Hidden away in Trkulja v Efron [2014] VSCA 76, at footnote 49, is a little dictum of the Chief Justice and Justice of Appeal Santamaria which explains their Honours’ understanding of the term ‘pro bono’:

‘In current legal practice, the expression ‘pro bono basis’ is understood to refer to the basis where a practitioner offers his or her services on a voluntary basis without any entitlement to or expectation of remuneration.’

Practitioners should, it seems to me, think carefully before describing themselves as acting ‘pro bono’ when their retainers provide for them to be paid out of the proceeds of a costs order made in favour of their client in litigation to be paid by their client’s opponent in the litigation.

There has been uncertainty in relation to the efficacy of a retainer which says ‘I will charge you $300 per hour but will seek to recover it from you only if you obtain an order that the other party pay your costs, and then I will only seek to recover my fees to the extent of the other side’s liability under the costs order’ or any variation of that concept.

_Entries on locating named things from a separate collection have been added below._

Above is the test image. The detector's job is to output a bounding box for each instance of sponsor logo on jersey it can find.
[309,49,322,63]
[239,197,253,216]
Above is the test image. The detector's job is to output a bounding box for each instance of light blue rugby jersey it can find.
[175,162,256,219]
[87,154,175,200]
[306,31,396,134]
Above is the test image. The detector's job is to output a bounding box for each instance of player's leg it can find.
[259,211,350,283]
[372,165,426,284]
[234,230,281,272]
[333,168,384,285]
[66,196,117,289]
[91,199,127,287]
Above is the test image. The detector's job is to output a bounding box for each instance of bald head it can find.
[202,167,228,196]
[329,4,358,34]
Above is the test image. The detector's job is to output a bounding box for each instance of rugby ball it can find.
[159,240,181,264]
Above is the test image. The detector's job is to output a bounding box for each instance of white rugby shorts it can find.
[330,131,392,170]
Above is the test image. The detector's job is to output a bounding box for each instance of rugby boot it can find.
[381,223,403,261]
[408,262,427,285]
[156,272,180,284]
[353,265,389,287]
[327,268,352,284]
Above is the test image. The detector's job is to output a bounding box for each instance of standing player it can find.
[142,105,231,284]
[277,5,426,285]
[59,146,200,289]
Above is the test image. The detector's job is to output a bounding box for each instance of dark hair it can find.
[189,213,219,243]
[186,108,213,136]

The issue was that the indemnity principle requires total party-party costs to be no more than the liability of the person seeking the costs order to their own lawyers for costs.  If the liability depends on the making of a costs order, until the order is made, the liability is nil,  so that the indemnity principle precludes the making of the order in the first place (so the argument goes).   The latest important decision to endorse this reasoning, albeit in dicta, was King v King [2012] QCA 81.

Now if there is a principle which is properly described as ‘flexible’, it is the indemnity principle in costs law and it is a matter of surprise to me that the uncertainty has persisted so long given the obvious desirability from the perspective of access to justice to sanctioning such arrangements.

Happily, the Supreme Court of Queensland recently gave a decision this year which decided as a matter of ratio that an otherwise orthodox hourly rates costs agreement which included the following special condition was efficacious and did not offend against the indemnity principle:

‘No fees will be payable by you unless an order is made by the Supreme Court of Queensland in your favour for the payment of costs and those costs are recovered by us from other parties and any fees charged shall be limited to the amount of costs so recovered.’

The decision is LM Investment Management Limited (Administrators Appointed) v The Members of the LM Managed Performance Fund [2014] QSC 54.  It distinguishes King v King.

These ‘semi-pro bono’ costs agreements may be ‘conditional costs agreements’, in respect of which the Legal Profession Act 2004 (Vic.) provides additional formal requirements for validity of which commercial lawyers engaged in this kind of pro bono activity ought be wary.

It is not clear to me whether the exception to the costs disclosure obligations whenever ‘the client will not be required to pay the legal costs or they will not otherwise be recovered by the law practice’ (s. 3.4.12(1)(d)) would apply in that circumstance.  On one analysis, the entitlement to party-party costs is the client’s, not the solicitor’s.  The party-party costs are ‘paid’ to the solicitor by the client in satisfaction of the client’s liability for fees even if the client’s opponent in the litigation pays the fees to the solicitor and the solicitor then appropriates them from trust in satisfaction of his or her bill.  Prudence suggests — as the text writers love to say — that disclosure be given to clients who retain solicitors on what I call the ‘semi-pro-bono basis’.  Another label for this concept might be ‘no costs recovery-no fee’ retainers.